Furthermore, as I explained in Doe v. Northwestern University, 289 Ill. App. 3d 39 (1997) (DiVito, P.J., specially concurring), an actual exposure requirement is easier to understand and to apply than the standard Justice McNulty proposes.

According to the opinion authored by Justice McNulty, application of the actual exposure standard in this case would require reversal because plaintiffs have presented adequate evidence of actual exposure. 289 Ill. App. 3d at 762. I disagree because any conclusion that there was actual exposure in this case is based on speculation. For example, plaintiffs’ allegation that there was dried blood on the scalpel does not establish actual exposure. Not only is the source of this blood uncertain, it is unlikely that the blood on the scalpel was Dr.
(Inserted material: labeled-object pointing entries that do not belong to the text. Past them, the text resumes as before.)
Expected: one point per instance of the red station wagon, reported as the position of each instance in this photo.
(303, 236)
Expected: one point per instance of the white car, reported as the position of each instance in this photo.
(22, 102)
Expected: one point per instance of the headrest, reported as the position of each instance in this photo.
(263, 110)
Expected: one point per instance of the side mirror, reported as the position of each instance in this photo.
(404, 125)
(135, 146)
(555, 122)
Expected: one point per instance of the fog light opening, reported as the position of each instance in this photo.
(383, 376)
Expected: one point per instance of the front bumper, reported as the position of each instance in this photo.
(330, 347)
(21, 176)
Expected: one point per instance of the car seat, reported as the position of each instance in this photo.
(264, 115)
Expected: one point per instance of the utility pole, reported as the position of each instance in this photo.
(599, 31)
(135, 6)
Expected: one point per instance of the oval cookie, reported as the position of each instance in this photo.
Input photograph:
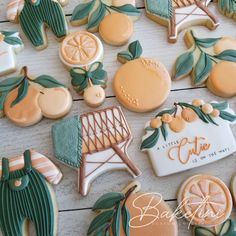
(116, 29)
(80, 49)
(205, 200)
(142, 85)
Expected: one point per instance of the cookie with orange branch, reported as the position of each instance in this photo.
(189, 135)
(25, 100)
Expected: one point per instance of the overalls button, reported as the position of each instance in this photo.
(18, 183)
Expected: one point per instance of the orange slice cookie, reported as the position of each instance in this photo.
(142, 84)
(205, 200)
(80, 49)
(134, 213)
(116, 29)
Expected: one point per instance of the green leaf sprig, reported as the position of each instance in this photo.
(81, 77)
(134, 51)
(10, 37)
(22, 82)
(112, 208)
(93, 12)
(153, 138)
(198, 61)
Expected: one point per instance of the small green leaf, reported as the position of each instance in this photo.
(183, 65)
(126, 220)
(101, 220)
(13, 40)
(48, 82)
(151, 141)
(10, 83)
(97, 16)
(127, 9)
(227, 55)
(22, 92)
(116, 222)
(220, 106)
(108, 200)
(135, 49)
(169, 111)
(127, 56)
(202, 69)
(164, 131)
(207, 43)
(82, 11)
(227, 116)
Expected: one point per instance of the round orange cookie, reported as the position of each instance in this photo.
(80, 49)
(222, 79)
(27, 112)
(116, 29)
(142, 85)
(205, 200)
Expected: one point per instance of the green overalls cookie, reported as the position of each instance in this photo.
(25, 195)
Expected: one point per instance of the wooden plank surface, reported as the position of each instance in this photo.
(14, 140)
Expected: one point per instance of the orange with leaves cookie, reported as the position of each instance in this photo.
(141, 84)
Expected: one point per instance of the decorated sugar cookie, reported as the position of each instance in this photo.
(10, 44)
(133, 213)
(25, 101)
(211, 61)
(81, 49)
(99, 144)
(227, 8)
(177, 15)
(205, 200)
(90, 83)
(26, 194)
(35, 15)
(227, 228)
(102, 16)
(141, 84)
(189, 135)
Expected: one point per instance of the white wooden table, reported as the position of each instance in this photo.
(74, 210)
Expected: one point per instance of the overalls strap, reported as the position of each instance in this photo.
(5, 169)
(27, 160)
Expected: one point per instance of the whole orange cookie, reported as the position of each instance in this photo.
(205, 200)
(116, 29)
(134, 213)
(142, 84)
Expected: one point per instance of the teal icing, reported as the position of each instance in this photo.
(33, 202)
(33, 17)
(160, 8)
(67, 141)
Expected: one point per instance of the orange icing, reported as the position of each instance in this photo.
(222, 79)
(79, 48)
(116, 29)
(142, 85)
(26, 112)
(225, 43)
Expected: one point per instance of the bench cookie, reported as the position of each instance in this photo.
(94, 143)
(133, 213)
(81, 49)
(210, 61)
(35, 15)
(141, 84)
(205, 200)
(180, 14)
(187, 135)
(25, 101)
(90, 83)
(10, 44)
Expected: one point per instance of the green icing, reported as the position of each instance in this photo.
(67, 141)
(160, 8)
(33, 17)
(31, 201)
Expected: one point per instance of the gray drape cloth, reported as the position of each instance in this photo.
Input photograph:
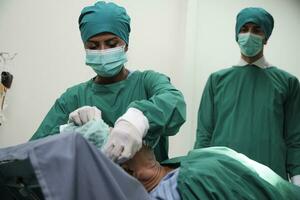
(67, 167)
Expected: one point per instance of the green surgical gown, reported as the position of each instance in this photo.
(223, 174)
(148, 91)
(256, 112)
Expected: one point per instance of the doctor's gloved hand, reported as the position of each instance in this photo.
(127, 136)
(84, 114)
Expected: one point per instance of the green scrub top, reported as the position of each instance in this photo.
(221, 173)
(256, 112)
(148, 91)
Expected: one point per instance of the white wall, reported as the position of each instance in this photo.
(186, 39)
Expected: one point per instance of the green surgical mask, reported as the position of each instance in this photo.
(108, 62)
(250, 44)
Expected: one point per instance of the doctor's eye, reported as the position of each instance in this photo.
(91, 45)
(244, 29)
(112, 43)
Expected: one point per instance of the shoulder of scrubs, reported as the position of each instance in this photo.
(59, 112)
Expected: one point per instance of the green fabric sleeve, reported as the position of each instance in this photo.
(164, 107)
(292, 128)
(57, 115)
(205, 124)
Lacher’s rather than that of one of his patients.

For these reasons, I specially concur.

JUSTICE RAKOWSKI,

specially concurring:

I agree with both of my colleagues that, because Eileen Majca was outside of the "window of anxiety,” summary judgment is proper.

I, therefore, would not address which standard is appropriate. Under either, plaintiffs’ claims must fail.

The decisive utterance of this case is that summary judgment is affirmed because plaintiff is outside the "window of anxiety.” Further, because my colleagues cannot agree on which standard is proper, any discussion of this issue does not even rise to the level of obiter dictum.